穴村久の書評ブログ

漫才哲学師(非国家資格)による小説と哲学書の書評ならびに試小説。新連載「失われし時を求めて」

水と油の予感、存在と時間の第一部を読む

2015-04-12 09:40:43 | ハイデッガー

これまで序論の論述について述べたが、いよいよ第一部を読み始めた。第一部は段落124から始まる。ざっと段落165あたりまで目を通した。序論でたからかに謳い上げた「存在への問い」を整え仕上げる作業の着手点として「現存在分析」に入ったわけである。 

具体論に入っていきなり細かくなったという印象である。たしかに一部(世界の大部分の哲学者、例えばサルトルのようなフランスの哲学者達)が抵抗し難い魅力を感じたことがわかる面もあり、面白いとは言える。

至る所で「存在論的に」議論しない形而上学の歴史を攻撃するところなど威勢がいい。たしかにこの調子で形而上学の歴史の「在庫」を各個撃破していくのだろう。

すこし読んだだけだが、これで「存在への問い」の完成へ結びつくのかな、という疑念をおぼえた。ますます収斂しがたくなっていく記述のような気がする。実際「存在と時間」は「現存在分析」すら未完のまま中断されている。その後の彼の著作で哲学として、体系として「存在への問い」への解答は出ていないようだし。
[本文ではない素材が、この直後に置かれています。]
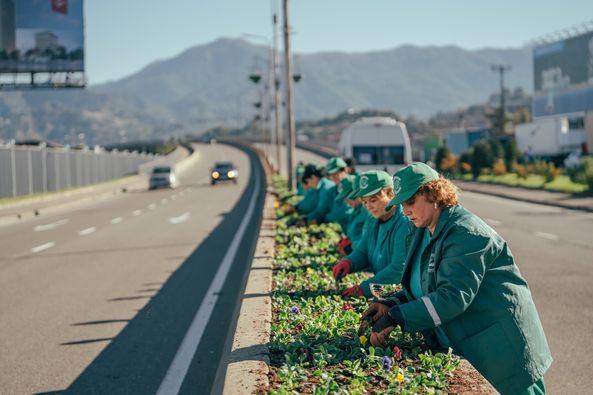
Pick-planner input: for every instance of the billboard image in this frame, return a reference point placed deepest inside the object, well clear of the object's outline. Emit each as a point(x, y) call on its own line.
point(564, 63)
point(41, 36)
point(563, 76)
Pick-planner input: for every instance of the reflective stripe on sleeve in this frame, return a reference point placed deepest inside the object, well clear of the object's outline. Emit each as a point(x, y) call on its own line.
point(431, 310)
未完部分を含めて計画目次が段落123に示されている。その未完の第二部に「有事性の問題系の前段階としての、カントの図式論と時間論」というのがある。これによって推測するに彼は1925年に書いた「カントと形而上学の問題」を全面的に書改めるつもりだったようだ。それもうまくいかなかったということだろう。